Of course it matters that we practice kindness in relation to our fellow humankind.   But Adults, listen to me: it especially matters that we direct kindnesses to those who are still so very small.  Toward those who are still the child.  Who are still the impressionable ones.   And kindness matters when adults are the givers because those first of all impressions are the hardest ones to undo.  And our first impressions of life are of course made in our childhood.

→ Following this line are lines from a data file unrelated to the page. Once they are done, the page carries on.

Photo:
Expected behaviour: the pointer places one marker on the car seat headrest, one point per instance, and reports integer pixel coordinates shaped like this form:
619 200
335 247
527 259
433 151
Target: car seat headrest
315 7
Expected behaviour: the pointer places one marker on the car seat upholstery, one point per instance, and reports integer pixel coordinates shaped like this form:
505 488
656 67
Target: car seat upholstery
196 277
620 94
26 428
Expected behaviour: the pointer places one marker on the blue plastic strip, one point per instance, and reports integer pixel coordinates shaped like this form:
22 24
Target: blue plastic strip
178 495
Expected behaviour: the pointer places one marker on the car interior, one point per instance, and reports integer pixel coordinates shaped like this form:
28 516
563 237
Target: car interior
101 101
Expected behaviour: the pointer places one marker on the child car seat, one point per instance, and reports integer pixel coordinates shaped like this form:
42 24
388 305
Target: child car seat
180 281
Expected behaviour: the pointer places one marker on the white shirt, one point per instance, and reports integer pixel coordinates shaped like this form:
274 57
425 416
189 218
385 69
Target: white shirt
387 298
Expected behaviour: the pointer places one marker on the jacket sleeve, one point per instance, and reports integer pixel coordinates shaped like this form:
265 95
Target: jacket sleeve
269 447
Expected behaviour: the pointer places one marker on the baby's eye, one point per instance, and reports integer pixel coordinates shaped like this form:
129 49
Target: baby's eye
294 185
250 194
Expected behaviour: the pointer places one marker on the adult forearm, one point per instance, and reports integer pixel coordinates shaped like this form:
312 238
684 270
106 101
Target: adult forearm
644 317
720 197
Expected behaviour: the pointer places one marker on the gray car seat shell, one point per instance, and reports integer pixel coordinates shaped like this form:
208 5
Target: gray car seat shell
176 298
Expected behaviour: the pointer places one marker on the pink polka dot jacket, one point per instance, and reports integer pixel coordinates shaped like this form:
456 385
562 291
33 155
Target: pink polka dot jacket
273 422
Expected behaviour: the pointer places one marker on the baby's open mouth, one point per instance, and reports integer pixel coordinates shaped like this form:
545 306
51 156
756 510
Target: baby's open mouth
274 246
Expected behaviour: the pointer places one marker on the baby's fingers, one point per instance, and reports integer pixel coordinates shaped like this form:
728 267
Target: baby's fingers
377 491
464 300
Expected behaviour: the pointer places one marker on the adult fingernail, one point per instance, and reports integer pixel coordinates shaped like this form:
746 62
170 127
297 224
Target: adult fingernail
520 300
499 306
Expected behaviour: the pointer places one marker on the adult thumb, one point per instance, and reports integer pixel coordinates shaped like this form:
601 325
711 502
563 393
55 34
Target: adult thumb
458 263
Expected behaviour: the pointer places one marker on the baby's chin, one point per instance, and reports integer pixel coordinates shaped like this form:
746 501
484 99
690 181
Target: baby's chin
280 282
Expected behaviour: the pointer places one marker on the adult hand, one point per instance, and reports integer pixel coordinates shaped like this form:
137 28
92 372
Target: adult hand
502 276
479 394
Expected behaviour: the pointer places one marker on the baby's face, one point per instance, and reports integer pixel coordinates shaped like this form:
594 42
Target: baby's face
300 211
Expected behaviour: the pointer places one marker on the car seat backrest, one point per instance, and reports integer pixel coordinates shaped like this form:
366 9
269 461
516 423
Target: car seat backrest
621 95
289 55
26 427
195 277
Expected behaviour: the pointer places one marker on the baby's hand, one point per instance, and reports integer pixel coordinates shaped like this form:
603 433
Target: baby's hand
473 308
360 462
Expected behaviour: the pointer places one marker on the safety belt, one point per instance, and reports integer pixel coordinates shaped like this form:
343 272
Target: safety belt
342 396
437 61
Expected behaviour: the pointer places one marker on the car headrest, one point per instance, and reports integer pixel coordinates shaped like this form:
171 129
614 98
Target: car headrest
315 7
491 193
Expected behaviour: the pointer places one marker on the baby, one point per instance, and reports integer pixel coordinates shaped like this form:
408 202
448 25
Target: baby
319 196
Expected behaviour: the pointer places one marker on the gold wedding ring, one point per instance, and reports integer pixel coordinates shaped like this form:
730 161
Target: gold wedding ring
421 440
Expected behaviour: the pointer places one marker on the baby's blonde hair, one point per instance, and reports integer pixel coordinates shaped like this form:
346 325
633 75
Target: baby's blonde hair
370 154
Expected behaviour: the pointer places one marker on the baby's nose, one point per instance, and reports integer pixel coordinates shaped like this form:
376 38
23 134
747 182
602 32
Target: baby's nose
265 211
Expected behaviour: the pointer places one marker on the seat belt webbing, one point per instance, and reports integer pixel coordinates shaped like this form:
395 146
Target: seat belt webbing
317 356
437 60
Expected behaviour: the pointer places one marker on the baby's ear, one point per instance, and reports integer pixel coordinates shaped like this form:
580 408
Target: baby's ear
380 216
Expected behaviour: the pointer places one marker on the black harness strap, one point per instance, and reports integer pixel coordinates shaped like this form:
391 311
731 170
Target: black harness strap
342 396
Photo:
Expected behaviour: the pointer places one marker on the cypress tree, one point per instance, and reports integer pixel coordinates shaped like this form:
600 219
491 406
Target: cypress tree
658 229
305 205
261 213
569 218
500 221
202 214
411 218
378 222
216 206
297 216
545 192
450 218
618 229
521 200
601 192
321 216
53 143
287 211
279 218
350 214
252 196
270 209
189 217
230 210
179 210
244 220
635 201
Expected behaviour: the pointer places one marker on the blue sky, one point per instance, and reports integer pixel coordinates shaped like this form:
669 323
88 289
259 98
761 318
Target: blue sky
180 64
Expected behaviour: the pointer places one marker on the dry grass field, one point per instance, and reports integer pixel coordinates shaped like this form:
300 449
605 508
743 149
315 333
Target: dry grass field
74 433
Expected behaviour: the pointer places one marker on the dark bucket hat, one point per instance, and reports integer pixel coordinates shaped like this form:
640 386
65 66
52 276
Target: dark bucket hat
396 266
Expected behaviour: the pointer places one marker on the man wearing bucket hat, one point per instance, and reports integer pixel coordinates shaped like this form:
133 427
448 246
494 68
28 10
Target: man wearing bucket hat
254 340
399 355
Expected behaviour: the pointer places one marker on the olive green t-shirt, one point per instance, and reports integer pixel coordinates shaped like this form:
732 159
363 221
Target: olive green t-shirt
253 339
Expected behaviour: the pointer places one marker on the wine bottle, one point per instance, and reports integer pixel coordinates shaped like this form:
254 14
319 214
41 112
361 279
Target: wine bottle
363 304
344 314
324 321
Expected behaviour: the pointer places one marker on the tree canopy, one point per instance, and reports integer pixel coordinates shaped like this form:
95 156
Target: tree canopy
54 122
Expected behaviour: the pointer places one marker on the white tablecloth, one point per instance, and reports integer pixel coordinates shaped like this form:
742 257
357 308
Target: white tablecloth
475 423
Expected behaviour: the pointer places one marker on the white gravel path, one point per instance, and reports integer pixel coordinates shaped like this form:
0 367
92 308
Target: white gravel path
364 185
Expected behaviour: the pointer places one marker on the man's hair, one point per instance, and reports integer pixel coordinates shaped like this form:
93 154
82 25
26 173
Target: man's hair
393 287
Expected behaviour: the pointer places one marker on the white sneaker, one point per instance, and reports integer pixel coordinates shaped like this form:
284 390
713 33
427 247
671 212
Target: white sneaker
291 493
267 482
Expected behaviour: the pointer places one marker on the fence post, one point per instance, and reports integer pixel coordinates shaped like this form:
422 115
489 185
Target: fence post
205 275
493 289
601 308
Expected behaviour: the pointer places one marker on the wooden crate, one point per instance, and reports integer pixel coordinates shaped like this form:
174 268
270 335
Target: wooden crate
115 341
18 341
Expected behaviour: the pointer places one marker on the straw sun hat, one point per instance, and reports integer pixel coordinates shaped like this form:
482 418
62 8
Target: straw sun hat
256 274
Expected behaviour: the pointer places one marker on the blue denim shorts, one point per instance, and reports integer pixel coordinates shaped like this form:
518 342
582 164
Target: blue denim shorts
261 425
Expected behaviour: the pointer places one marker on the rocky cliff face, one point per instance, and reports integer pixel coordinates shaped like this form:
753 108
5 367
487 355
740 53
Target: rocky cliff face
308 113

So then.  It really matters how we treat a child. It matters because children never forget.  And neither do we who were once the child ever forget.   We never forget the unkindnesses, but thankfully neither do we ever forget the truly wonderful little graces that make life more bearable.

Kindness always matters.

It matters when one is sitting on the bench at a sporting event, and a child is competing for their personal best.    And the pressure’s on- the score is that close.  It matters, whether or not, the Adult- the coach, is kind.  Whether or not he treats the child with integrity, with value.  It matters that the coach believes the best about the child’s abilities and thus wants to lift the child to even better bests.  Every time she plays.  Because he believes she can.  That she is able.  He has that kind of faith in her abilities.

It matters when one is sitting in a classroom, and their child’s educational records lie naked before them on a student-sized desk, peppered with 1s and 2s, along with (maybe) a few 3s and 4s thrown in for good measure.   It matters, whether or not.  The Adult, the teacher kindly speaks and listens to that parent’s desperate entreaty for understanding.  Whether or not the teacher can see the child through the parent’s eyes, through their unique awareness of the child’s needs and conditions.  It matters that the teacher listens as that parent urgently makes their case, that the teacher honors their role as the primary caregiver of this child.  It matter that the teacher really cares, truly believes in the child.  That she sees through to the person, beyond the behaviours.  To the heart, to the essence of the human being.

And later still.  It matters when one is sitting across from a school administrator, trustee or board director, and a child’s future rests firmly in the hands of significant others.  And there is a lot to lose, a lot at stake.  It matters that the school board personnel act with integrity and honor, always seeing the child as a face, not a number.  Because children are more than just cases, or data or the property of anyone or anybody.

Kindness matters.

And when inevitably.   One is sitting in a hospital room, and a child is lying limp on a bed, temp rising and cheeks flush with fever.   It matters whether or not kindness has been done.  It matters if the Adult, the doctor, kindly speaks and listens to the parent’s pleas for help.  It matters that he listens as the parent speaks their mind, that he hears her with respect and consideration.  And it matters that he talks kindly to the young patient, soothing them with his gentle demeanor.  It matters that he act with the utmost of consideration.  To preserve the dignity and sanctity of life.  It matters.

Because kindness matters.  And although the big things in life are wonderful, it’s the little things that make all the difference.